Et cet instant, là ; serpillière à la main, à lessiver le sang tiède sur un sol d’acier froid. Combien de vie, combien de morts, combien de matins à s'éveiller au grondement des mêmes canons faudrait il avant que lui aussi ne disparut dans les limbes de cette malédiction ?


— Qu'est-ce qu’il se passera si mes morts rattrapent mon temps ? s’inquiéta-t-elle à voix haute.


Crawl releva la tête, émit un grognement interrogatif depuis l’autre côté du couloir.

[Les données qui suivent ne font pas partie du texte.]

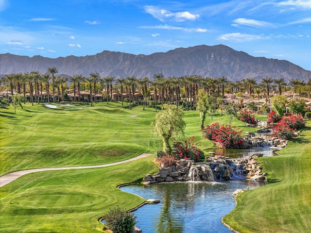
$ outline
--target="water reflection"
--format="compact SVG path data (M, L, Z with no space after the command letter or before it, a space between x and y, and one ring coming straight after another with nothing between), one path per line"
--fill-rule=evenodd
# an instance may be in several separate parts
M216 155L223 155L230 158L243 158L246 156L254 155L256 154L262 154L263 156L273 156L273 150L276 147L254 147L248 149L211 149L210 151L215 152ZM207 154L208 156L208 154Z
M161 200L159 204L146 205L135 211L137 226L144 233L229 233L221 218L234 208L232 193L238 188L252 189L259 185L248 180L233 180L135 185L121 189Z

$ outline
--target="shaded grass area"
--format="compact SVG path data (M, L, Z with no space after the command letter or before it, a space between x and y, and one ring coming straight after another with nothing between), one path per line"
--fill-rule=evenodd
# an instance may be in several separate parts
M310 129L289 142L281 156L259 160L269 183L239 194L237 207L224 217L226 223L241 233L311 232Z
M151 126L156 113L142 108L129 110L114 102L53 109L27 104L23 110L17 109L16 115L13 109L4 110L0 121L0 175L36 167L104 164L142 152L155 153L162 147ZM194 135L206 151L214 147L203 139L199 112L185 114L185 135L180 139ZM130 117L134 115L137 116ZM216 122L225 125L229 117L218 114L212 121L207 118L206 124ZM235 119L232 124L244 132L256 130ZM155 172L152 158L109 167L23 176L0 188L0 232L103 232L97 219L109 207L129 209L143 201L116 186Z
M116 186L140 181L155 172L151 158L108 167L23 176L0 189L0 232L103 232L98 219L109 207L129 209L144 201Z
M6 110L0 122L0 175L17 170L52 166L94 165L124 160L142 152L155 153L162 140L153 132L154 109L138 106L129 110L119 102L98 103L50 109L30 103L24 109ZM185 139L195 136L202 149L214 147L203 140L197 111L185 112ZM132 115L137 115L130 117ZM14 118L11 118L11 117ZM229 117L219 114L213 120L226 124ZM233 120L244 131L254 131Z

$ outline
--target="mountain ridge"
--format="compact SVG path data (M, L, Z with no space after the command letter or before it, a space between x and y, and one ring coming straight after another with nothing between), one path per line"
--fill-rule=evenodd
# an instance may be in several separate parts
M236 81L247 78L283 78L286 81L311 78L311 71L285 60L254 57L223 45L178 48L166 52L135 55L104 50L94 55L51 58L0 54L0 74L38 71L45 73L55 67L59 74L72 76L98 72L102 77L135 76L140 78L162 73L165 77L200 75L225 76Z

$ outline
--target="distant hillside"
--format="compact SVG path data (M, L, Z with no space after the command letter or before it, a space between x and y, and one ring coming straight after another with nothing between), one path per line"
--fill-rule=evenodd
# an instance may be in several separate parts
M165 77L200 75L202 77L226 76L236 81L247 78L284 78L286 80L311 78L311 71L286 60L255 57L224 45L201 45L178 48L167 52L136 55L103 51L84 57L69 56L49 58L29 57L10 53L0 54L0 74L38 71L45 73L55 67L58 74L81 74L88 77L99 72L102 77L148 77L162 73Z

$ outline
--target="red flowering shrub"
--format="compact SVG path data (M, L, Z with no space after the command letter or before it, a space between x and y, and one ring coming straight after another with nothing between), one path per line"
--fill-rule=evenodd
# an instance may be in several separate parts
M272 136L289 140L294 136L294 130L290 128L288 125L279 121L277 124L273 127Z
M306 122L301 114L283 116L273 127L272 136L288 140L294 136L295 130L302 129L305 125Z
M204 137L207 139L213 140L213 134L216 133L220 128L220 126L218 122L210 125L207 125L205 129L202 130Z
M217 127L215 126L217 126ZM215 141L220 144L223 148L239 148L243 143L243 138L241 136L242 130L231 127L230 125L223 125L219 126L218 123L211 126L207 125L202 130L204 137Z
M176 159L191 159L195 162L204 157L203 151L195 144L194 136L190 137L183 142L174 142L172 149L172 154Z
M274 111L273 111L272 112L270 113L268 115L268 117L269 118L268 118L268 121L267 122L268 123L277 123L282 118L282 116L281 116Z
M255 114L252 110L243 108L238 114L238 119L248 124L255 125L257 124L257 120L255 118Z
M303 117L301 114L294 114L290 116L283 116L280 122L284 122L285 125L288 125L290 128L294 130L300 130L306 126L306 122L303 120Z

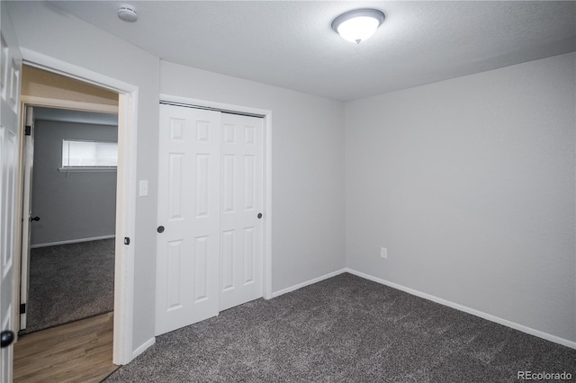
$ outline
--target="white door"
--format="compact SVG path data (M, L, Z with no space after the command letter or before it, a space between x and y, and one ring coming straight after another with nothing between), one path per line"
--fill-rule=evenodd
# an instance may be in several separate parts
M262 297L263 129L222 113L220 311Z
M160 105L157 334L218 315L220 124Z
M22 210L22 263L20 275L20 306L28 307L28 289L30 286L30 238L32 224L32 168L34 163L34 108L25 107L25 135L23 145L23 191ZM36 218L38 219L38 218ZM20 310L20 330L26 328L26 312Z
M12 24L2 7L0 24L0 325L2 326L2 351L0 352L0 381L12 381L14 346L8 344L14 335L14 231L16 226L16 174L20 139L18 116L20 107L20 74L22 56L18 49ZM6 341L6 344L4 344ZM5 345L5 346L4 346Z

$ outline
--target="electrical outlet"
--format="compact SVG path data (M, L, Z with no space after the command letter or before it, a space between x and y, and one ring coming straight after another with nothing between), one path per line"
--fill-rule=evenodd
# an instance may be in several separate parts
M148 195L148 180L140 181L138 195L140 197L146 197Z

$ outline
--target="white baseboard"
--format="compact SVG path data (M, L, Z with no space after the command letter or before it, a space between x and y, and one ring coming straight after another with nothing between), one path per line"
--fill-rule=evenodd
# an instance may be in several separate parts
M111 238L115 238L115 237L116 237L116 236L114 236L112 234L112 236L93 236L92 238L69 239L68 241L58 241L58 242L50 242L50 243L48 243L48 244L32 245L30 246L30 248L31 249L35 249L35 248L38 248L38 247L57 246L58 245L79 244L81 242L99 241L101 239L111 239Z
M144 342L144 343L142 345L140 345L139 348L137 348L136 350L134 350L132 352L132 361L134 360L134 358L136 358L138 355L141 354L142 352L144 352L146 350L148 350L148 347L150 347L152 344L156 343L156 337L154 338L150 338L148 341Z
M556 336L556 335L552 335L550 334L544 333L542 331L536 330L534 328L527 327L526 325L519 325L518 323L511 322L511 321L507 320L507 319L502 319L502 318L500 318L499 316L495 316L493 315L487 314L487 313L484 313L482 311L479 311L479 310L476 310L474 308L471 308L471 307L468 307L466 306L460 305L458 303L451 302L449 300L443 299L441 298L435 297L433 295L427 294L425 292L418 291L418 290L416 290L414 289L410 289L410 288L407 288L407 287L402 286L402 285L399 285L398 283L393 283L393 282L382 280L381 278L374 277L372 275L365 274L365 273L361 272L356 272L356 270L352 270L352 269L348 269L348 268L343 269L342 272L349 272L349 273L356 275L358 277L361 277L361 278L364 278L364 279L366 279L366 280L370 280L370 281L373 281L374 282L381 283L382 285L386 285L386 286L392 287L393 289L397 289L402 290L402 291L407 292L409 294L412 294L412 295L415 295L417 297L420 297L420 298L431 300L431 301L436 302L436 303L439 303L440 305L447 306L449 307L455 308L455 309L460 310L460 311L464 311L464 313L468 313L468 314L472 314L472 316L480 316L481 318L489 320L490 322L495 322L495 323L497 323L499 325L505 325L507 327L510 327L510 328L513 328L515 330L518 330L518 331L521 331L523 333L529 334L530 335L537 336L539 338L545 339L546 341L554 342L554 343L562 344L563 346L570 347L572 349L576 349L576 342L572 342L572 341L570 341L568 339L563 339L563 338L561 338L561 337Z
M312 280L306 281L305 282L298 283L297 285L291 286L289 288L283 289L278 291L274 291L272 293L272 298L280 297L281 295L286 294L287 292L292 292L292 291L297 290L298 289L302 289L303 287L312 285L314 283L318 283L320 281L328 280L328 278L335 277L346 272L346 269L337 270L336 272L328 272L328 274L322 275L321 277L314 278Z

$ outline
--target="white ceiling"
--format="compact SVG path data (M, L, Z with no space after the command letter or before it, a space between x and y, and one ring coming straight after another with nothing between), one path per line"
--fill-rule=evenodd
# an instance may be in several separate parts
M138 22L118 19L119 4ZM164 60L353 100L576 50L576 3L54 1ZM386 19L360 45L330 28L356 8Z

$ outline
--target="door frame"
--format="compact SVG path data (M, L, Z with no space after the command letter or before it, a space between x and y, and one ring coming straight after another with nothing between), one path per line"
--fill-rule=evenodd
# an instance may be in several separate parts
M126 364L134 357L132 332L139 87L31 49L21 48L21 51L25 65L100 86L119 94L112 362ZM20 155L22 156L22 147ZM20 200L19 211L22 216L22 199ZM18 222L21 225L21 219ZM130 245L124 245L124 237L132 238ZM19 249L17 254L21 253L22 249ZM15 274L20 280L20 273ZM16 311L14 310L14 319L20 316Z
M262 254L262 295L265 299L272 296L272 111L224 102L215 102L188 97L160 94L160 102L173 102L182 106L214 109L238 114L250 114L264 118L264 222Z

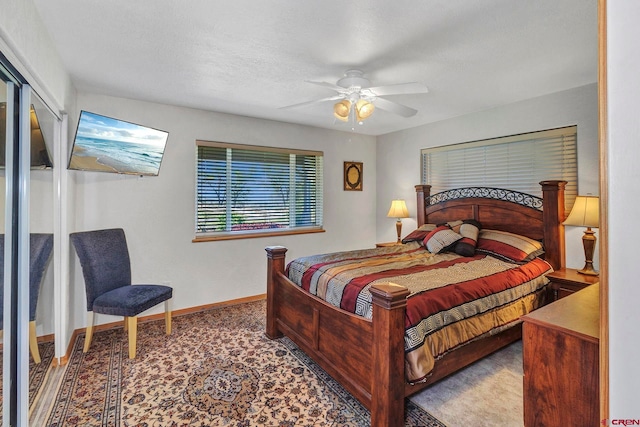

— Rien, rien, je pensais à voix haute. Il y a des commissaires du 82ème Death Korp à bord, tu savais ? Ils vont interroger le prisonnier.


— Ah bon ? Comment tu sais, tu les as vus quand ?


— Demain matin…


Héléna essora sa serpillière dans l’eau du seau teintée de rouge.


La mouche lui grattait la gorge, mais gardait le silence. Dès qu’elle fut seule, Héléna éructa, toussa et cracha sans qu’elle ne consentit à se manifester de nouveau.


Tic, tac. Quelque part sur cette île, la Pile l’appelait. Et le temps courait, implacable, comme cet obus de mortier qui lui barrait son futur. Héléna voulait vivre, aussi sûr qu’elle avait grandit sur les flancs d’une colline, au milieu des vi…


Au bord de la mer. Il fallait s’en rappeler, merde. Au bord de la mer, c’était elle.


Peu importe, elle réussirait. Il lui fallait s’organiser. Il lui fallait une montre.